As crops around the world have been continuously selected for adaptability to local environmental conditions, the underlying genes could limit their genetic potential. The process of selection for adaptability could reveal novel phenotypes among local populations. Here, we elucidated the genetic basis of the adaptability of rice to Hokkaido, at the northern limit of rice cultivation, due to EARLY DUO (ghd7 osprr37). We traced the origins of the mutations in Ghd7 and OsPRR37 and characterized the genetic population structure among ancestral varieties in northern Japan.

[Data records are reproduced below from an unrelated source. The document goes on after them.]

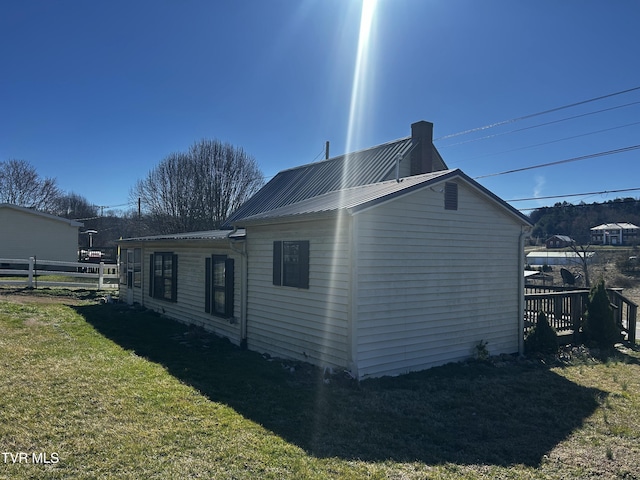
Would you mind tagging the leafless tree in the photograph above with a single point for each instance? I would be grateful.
(583, 254)
(21, 185)
(74, 206)
(197, 189)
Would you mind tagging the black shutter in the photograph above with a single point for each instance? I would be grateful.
(207, 285)
(304, 264)
(451, 196)
(277, 263)
(174, 278)
(151, 276)
(228, 286)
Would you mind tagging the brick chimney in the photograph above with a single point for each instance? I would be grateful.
(422, 154)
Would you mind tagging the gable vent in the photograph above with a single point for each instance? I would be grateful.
(450, 196)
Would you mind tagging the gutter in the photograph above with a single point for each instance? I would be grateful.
(244, 283)
(525, 231)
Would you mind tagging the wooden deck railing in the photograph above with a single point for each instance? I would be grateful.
(565, 309)
(33, 274)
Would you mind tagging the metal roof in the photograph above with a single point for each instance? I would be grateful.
(368, 166)
(358, 198)
(205, 235)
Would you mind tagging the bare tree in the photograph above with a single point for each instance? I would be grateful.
(199, 189)
(21, 185)
(74, 206)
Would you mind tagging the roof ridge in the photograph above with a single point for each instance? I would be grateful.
(339, 157)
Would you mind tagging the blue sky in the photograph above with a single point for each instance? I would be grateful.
(96, 94)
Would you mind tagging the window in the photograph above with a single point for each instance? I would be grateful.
(218, 284)
(131, 267)
(450, 196)
(291, 264)
(163, 274)
(137, 267)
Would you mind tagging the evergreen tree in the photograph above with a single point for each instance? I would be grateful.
(543, 338)
(599, 326)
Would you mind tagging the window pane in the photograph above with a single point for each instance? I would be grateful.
(291, 264)
(219, 301)
(218, 272)
(167, 266)
(157, 270)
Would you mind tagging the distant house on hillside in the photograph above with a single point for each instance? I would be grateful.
(616, 234)
(559, 241)
(542, 258)
(28, 233)
(377, 261)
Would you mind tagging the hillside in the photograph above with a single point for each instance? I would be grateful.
(576, 220)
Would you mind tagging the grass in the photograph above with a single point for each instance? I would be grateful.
(116, 392)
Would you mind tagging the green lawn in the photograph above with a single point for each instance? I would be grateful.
(112, 392)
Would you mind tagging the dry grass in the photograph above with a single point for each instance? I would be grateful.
(123, 393)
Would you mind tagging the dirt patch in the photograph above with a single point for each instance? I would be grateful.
(50, 296)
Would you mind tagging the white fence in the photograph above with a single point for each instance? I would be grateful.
(33, 273)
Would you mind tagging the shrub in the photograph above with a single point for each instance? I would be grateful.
(599, 327)
(543, 337)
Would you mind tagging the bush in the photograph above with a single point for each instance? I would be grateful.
(543, 338)
(599, 327)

The mutations in Ghd7 and OsPRR37 had distinct distributions (Table 2). The ancestral population of varieties with extremely early heading date, AnH, was divided into three clusters (Fig. 4). All HL varieties were classified into cluster N1. Three mutant genotypes (ghd7 OsPRR37, Ghd7 osprr37, and ghd7 osprr37) were present in all clusters with different frequencies (Table 2). Furthermore, they were geographically distributed (Fig. 6). The results suggest that spontaneous mutations in Ghd7 and OsPRR37 occurred independently and were later combined as ghd7osprr37.

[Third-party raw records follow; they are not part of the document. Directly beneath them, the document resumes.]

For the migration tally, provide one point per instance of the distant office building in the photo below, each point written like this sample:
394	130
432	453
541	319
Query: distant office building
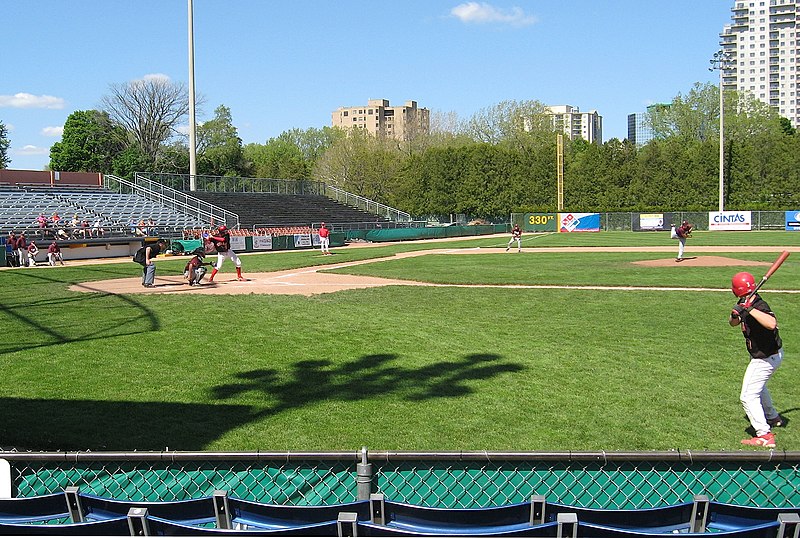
640	129
380	119
763	46
576	124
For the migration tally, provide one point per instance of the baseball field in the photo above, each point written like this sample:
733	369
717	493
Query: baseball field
593	341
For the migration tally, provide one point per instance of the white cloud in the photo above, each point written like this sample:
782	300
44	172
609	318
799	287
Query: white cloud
483	13
27	100
156	77
53	131
32	150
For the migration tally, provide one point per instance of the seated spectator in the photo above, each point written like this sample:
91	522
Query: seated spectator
97	228
54	254
42	221
33	250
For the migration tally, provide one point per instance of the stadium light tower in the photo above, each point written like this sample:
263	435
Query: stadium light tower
192	120
720	63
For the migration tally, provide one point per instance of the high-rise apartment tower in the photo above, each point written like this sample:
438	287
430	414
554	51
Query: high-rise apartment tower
398	122
762	46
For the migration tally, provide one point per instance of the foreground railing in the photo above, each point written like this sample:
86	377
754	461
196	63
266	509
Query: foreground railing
444	479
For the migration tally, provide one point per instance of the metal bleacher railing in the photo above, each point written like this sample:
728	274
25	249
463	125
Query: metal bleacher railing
448	480
75	512
181	182
167	196
365	204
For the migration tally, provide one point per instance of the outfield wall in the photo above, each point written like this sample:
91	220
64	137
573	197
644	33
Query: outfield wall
657	221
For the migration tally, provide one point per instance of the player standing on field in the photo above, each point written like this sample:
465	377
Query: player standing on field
222	244
324	239
760	329
195	270
516	235
682	232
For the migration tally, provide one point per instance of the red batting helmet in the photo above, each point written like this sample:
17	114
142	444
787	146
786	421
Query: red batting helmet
742	284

Ghd7 and OsPRR37 have major roles in heading date and local adaptability in Heilongjiang, China, also (Yamamoto et al. 2000; Lin et al. 2003; Shibaya et al. 2011; Li et al. 2015; Fujino et al. 2019b; Zhenhua et al. 2021). Novel alleles for heading date might have driven evolutionary and selection forces for the expansion of rice cultivation around the world. We propose a model of the establishment of ghd7 osprr37, similar to demographic scenarios in weedy rice varieties (Fig. 7) (Sun et al. 2019). The distinct distributions of the mutations in Ghd7 and OsPRR37 reveal the selection history of earlier heading date in Japan in cluster N3. The underlying mutations might have occurred locally in the ancestral varieties of cluster N3 and split off cluster N1. These genetic events could have split varieties with the mutations off as cluster N1. The EARLY DUO phenotype thus underlays the spread of rice cultivation into Hokkaido, and extremely early heading date contributed to the differentiation of the local population structure.

Fig. 7
figure 7

Proposed model of the establishment of the local population in Hokkaido. a Differentiation of clusters N1 from N3 (comprising varieties from Tohoku and Hokuriku). Selection of ghd7 osprr37 for extremely early heading date split off cluster N1. The mutations in two genes might be combined into the double mutation as EARLY DUO. Varieties with EARLY DUO spread into Hokkaido. b History of artificial selection in Japan. Arrow indicates direction of selection. Checkered boxes show varieties bred from them; left, Honshu; right, Hokkaido

These genetic events are likely to have been completed within a short time span. Historical records show that the southern Tohoku society started around the year 700. Rice cultivation in Hokkaido started in the late 1800s (Fujino et al. 2019c). So the genetic events for extremely early heading date are likely to have occurred within the span.

Adaptability to local environmental conditions is associated with rice yield (Huang et al. 2012; Fujino and Ikegaya 2020; Fujino 2020). Earlier heading date seems to be associated with a shorter vegetative phase, fewer seeds, and a shorter reproductive phase (Fujino et al. 2017, 2019b). We should break through these disadvantages in present breeding programs (Fujino et al. 2019b). Understanding of the genetic mechanisms for shaping adaptability would facilitate rice breeding.